WET conditions throughout Australia’s southern cropping regions have put growers on alert for the heightened risk of fungal diseases in barley and the potential for a second fungicide application to be a profitable option in such a high-yield-potential year.
The wetter-than-average conditions are not only being experienced in the recognised high rainfall zone (HRZ) which covers southern Western Australia, the tips of the Eyre and Yorke Peninsulas and through south east South Australia into southern Victoria and Tasmania.
This year a lot of the medium rainfall areas through the traditional grain belt are experiencing wetter conditions too.
FAR Australia (Field Applied Research Australia) managing director, Nick Poole, said that meant growers across a wide expanse of the southern farming regions needed to focus on managing disease risk this season.

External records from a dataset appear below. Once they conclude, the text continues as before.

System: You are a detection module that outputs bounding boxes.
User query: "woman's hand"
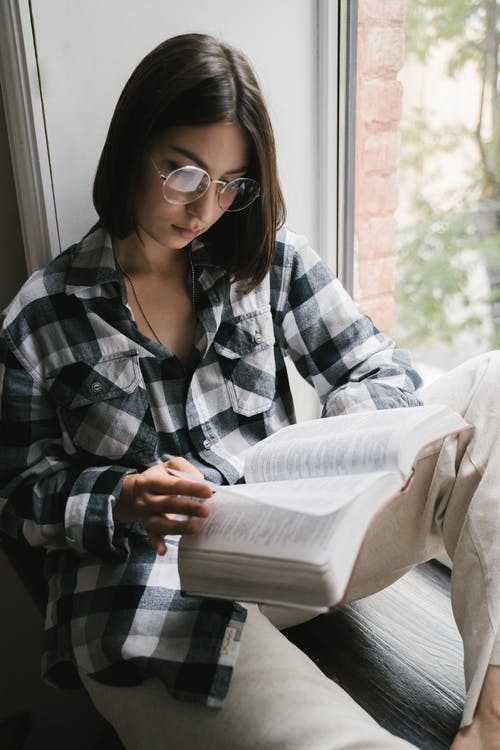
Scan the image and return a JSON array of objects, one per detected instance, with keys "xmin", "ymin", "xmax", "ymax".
[{"xmin": 114, "ymin": 457, "xmax": 212, "ymax": 555}]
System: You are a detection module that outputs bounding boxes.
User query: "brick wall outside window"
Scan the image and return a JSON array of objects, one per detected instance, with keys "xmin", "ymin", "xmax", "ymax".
[{"xmin": 353, "ymin": 0, "xmax": 406, "ymax": 333}]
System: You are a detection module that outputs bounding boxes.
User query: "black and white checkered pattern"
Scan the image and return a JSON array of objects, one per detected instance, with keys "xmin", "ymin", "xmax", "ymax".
[{"xmin": 0, "ymin": 225, "xmax": 422, "ymax": 705}]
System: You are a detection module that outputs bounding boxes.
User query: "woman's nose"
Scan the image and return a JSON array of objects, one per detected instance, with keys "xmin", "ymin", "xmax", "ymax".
[{"xmin": 187, "ymin": 184, "xmax": 221, "ymax": 223}]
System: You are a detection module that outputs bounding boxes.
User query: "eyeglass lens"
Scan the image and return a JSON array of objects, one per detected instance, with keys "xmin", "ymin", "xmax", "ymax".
[{"xmin": 162, "ymin": 166, "xmax": 259, "ymax": 212}]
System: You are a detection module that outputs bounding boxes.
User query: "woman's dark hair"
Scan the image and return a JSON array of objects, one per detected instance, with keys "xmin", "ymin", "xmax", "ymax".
[{"xmin": 93, "ymin": 33, "xmax": 286, "ymax": 289}]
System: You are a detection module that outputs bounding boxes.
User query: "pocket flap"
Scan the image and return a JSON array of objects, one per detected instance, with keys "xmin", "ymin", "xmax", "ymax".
[
  {"xmin": 48, "ymin": 350, "xmax": 141, "ymax": 409},
  {"xmin": 213, "ymin": 308, "xmax": 275, "ymax": 360}
]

“There will be a lot of cropping farmers who are experiencing it much wetter than normal and perhaps haven’t been able to get on their paddocks to spray their crops because, ironically, the seasons that favour high disease pressure tend not to favour the ability to spray them in a timely fashion,” he said.

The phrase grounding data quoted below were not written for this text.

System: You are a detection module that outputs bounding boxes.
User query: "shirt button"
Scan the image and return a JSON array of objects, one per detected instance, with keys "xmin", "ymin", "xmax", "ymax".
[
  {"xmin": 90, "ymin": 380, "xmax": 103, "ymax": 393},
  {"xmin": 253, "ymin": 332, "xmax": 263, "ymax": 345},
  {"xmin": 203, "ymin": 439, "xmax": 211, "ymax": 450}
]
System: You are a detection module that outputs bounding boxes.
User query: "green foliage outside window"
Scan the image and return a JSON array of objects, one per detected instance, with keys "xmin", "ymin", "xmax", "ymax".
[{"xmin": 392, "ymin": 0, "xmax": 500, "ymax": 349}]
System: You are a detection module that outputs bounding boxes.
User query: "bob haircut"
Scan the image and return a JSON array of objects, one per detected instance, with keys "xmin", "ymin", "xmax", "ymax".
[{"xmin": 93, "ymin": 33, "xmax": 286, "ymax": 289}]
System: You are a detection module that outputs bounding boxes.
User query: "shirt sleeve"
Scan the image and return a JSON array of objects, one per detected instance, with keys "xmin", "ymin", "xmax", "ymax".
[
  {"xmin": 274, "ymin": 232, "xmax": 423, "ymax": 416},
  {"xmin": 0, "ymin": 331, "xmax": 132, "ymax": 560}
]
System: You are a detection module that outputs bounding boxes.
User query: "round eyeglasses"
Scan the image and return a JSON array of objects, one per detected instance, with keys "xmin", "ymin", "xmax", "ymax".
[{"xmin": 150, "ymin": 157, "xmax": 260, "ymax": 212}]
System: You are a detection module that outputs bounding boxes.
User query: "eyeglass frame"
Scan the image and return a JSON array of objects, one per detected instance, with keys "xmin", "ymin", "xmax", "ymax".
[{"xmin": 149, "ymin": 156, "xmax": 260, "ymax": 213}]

“The other aspect is that in the seasons where we have higher spring rainfall and it doesn’t waterlog the crops it effectively increases the yield potential. So, the seasons where good disease management is essential can very often combine with the kind of conditions that favour higher yield potential.”
Mr Poole said with conditions favouring high yield potential in barley this might well be the season where a second fungicide application paid dividends.

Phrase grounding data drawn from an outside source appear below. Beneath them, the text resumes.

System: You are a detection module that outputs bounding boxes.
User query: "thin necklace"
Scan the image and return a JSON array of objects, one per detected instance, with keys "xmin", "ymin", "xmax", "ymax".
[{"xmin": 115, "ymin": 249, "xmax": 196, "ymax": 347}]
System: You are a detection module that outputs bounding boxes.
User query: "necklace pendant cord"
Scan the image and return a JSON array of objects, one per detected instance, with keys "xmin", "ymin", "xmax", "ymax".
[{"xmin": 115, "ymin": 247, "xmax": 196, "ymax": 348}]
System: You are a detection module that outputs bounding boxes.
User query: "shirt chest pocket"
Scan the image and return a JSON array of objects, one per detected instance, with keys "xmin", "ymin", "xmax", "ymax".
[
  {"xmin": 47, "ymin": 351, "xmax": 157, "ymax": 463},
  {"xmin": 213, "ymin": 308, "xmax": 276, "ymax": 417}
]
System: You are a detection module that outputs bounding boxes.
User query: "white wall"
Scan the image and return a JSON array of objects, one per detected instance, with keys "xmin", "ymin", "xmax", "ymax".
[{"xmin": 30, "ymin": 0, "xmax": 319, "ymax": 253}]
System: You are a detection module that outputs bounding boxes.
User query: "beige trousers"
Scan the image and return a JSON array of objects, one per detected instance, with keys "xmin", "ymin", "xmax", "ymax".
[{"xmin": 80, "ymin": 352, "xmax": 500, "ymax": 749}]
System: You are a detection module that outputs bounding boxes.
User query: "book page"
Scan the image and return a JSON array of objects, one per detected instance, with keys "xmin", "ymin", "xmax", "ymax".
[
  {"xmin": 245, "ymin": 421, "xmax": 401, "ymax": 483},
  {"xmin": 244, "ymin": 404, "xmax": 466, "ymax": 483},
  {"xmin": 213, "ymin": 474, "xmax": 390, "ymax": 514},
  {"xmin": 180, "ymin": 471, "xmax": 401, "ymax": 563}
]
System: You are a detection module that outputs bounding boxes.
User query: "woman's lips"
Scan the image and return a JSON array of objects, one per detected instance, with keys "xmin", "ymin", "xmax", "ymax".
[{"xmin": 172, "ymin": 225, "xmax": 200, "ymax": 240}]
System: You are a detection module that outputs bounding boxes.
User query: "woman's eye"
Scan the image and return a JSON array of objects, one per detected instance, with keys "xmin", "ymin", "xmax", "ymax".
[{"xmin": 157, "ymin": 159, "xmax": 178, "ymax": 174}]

“We have been alerting growers who traditionally spray at the start of stem elongation that, if the wetter conditions persist in the three to four weeks following that spray, this could well be the season that a second fungicide applied at the flag leaf to awn tip stage could show the benefit of that kind of input to protect the increased yield potential,” he said.
“The reason for that is that when the first spray goes on at the start of stem elongation the most important leaf in barley has not emerged in the crop. So, when you get to the flag leaf and awn tip stage, the most important leaf is guaranteed to be emerged and at the top of the canopy.
“In barley, it is not actually the flag leaf itself, which is quite small, but the leaf that sits underneath that leaf that we refer to as flag-minus-one.
“Last year, from the second fungicide when the conditions remained wet between the first and second spray, we found you get very good green-leaf retention later during grain fill. By keeping the crop greener for longer, that’s where the yield benefit comes from.”
Mr Poole said the main diseases likely to flare in barley under the wet conditions were either spot form of net blotch or net form of net blotch, and scald.
He said growers should be aware that there were instances of the net blotch pathogen starting to show signs of resistance, or resistance sensitivity, to some of the commonly-used fungicides.
“We are asking growers to consult with their advisers if they are in a region where these pathogens have been found,” he said.